The opportunity arises because currently consumer confidence is low and many prospective homebuyers and investors are sitting on the sidelines.
Note: 2023 will be the year our property markets reset and the beginning of a new property cycle.
Sooner rather than later many prospective buyers will realise that interest rates are near their peak, and inflation will have peaked as the RBA's efforts have brought it under control.
And at that time pent-up demand will be released as greed (FOMO) overtakes fear (FOBE - Fear of buying early), as it always does as the property cycle moves on.
We saw an opportunity like this in late 2018 - early 2019 when fear of the upcoming Federal election stopped buyers from entering the market.
And look at what's happened to property prices since then.
I saw similar opportunities at the end of the Global Financial Crisis and in 2002 after the tech wreck.
History has a way of repeating itself.
Strategic investors will take advantage of the opportunities our property markets will offer over the next couple of years maximising their upsides while protecting their downsides.
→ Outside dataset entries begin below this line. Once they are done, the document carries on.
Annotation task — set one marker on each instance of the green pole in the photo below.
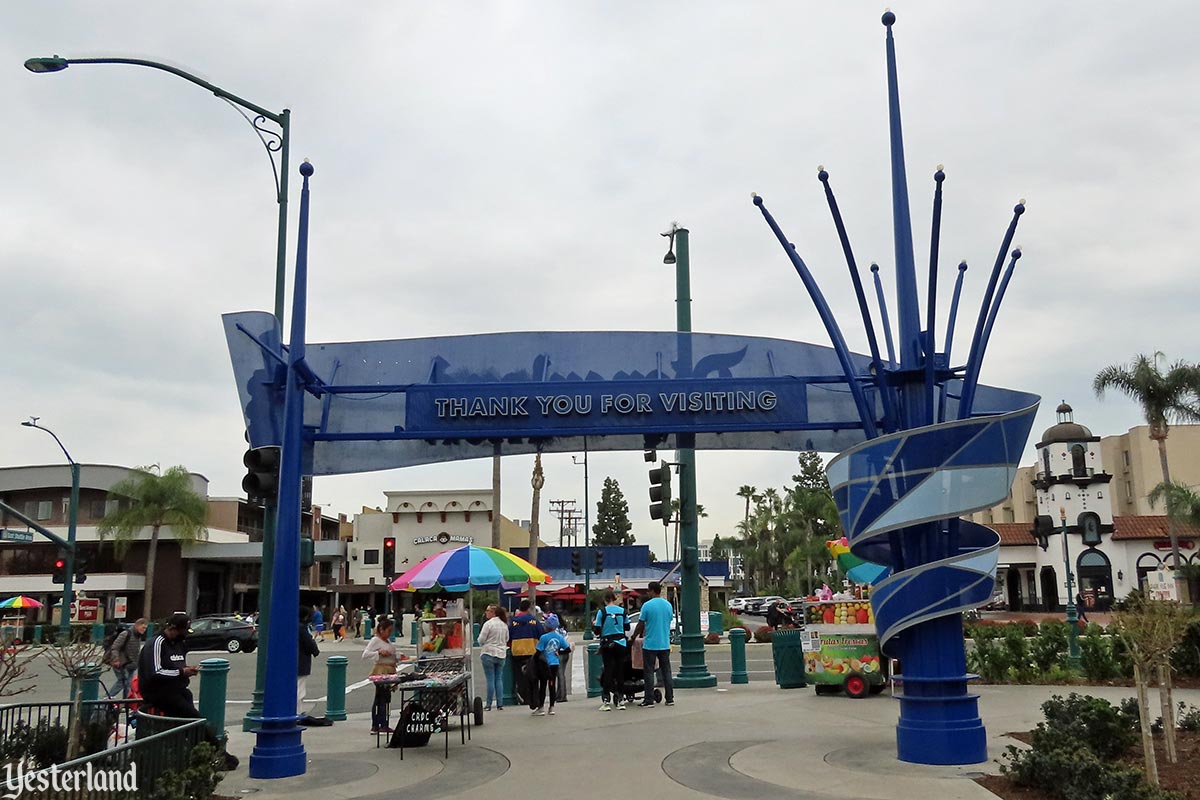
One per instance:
(335, 687)
(214, 675)
(90, 681)
(738, 656)
(595, 666)
(1073, 657)
(255, 715)
(69, 578)
(693, 671)
(507, 674)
Now I'm not suggesting taking advantage of tenants, what I'm suggesting is to recognise there is currently a problem (lack of rental accommodation) and provide a solution.
But don't try and time the market - this is just too difficult.
And don't look for a bargain - A-grade homes and investment-grade properties are in short supply and still selling for reasonably good prices.
These high-quality properties will tend to hold their value far better than B and C-grade properties located in inferior positions and inferior suburbs.
While it may feel strange and counterintuitive to buy in a correcting market, there are many valid reasons why this is the BEST time to buy….and history has told this story over and over again.
- There is less competition.
- You have more time to research and select the right property
- You have time to complete due diligence checks.
- Consumer sentiment is low – this is the ideal time to take advantage of the situation during negotiations and lock in a good price.
- Once migration really ramps up, this will worsen the rental crisis.
- There is no risk of oversupply – with construction costs rising so rapidly, the volume of building approvals has trended down substantially. This will mean we are now entering the next cycle of constant undersupply in the property market which will support prices.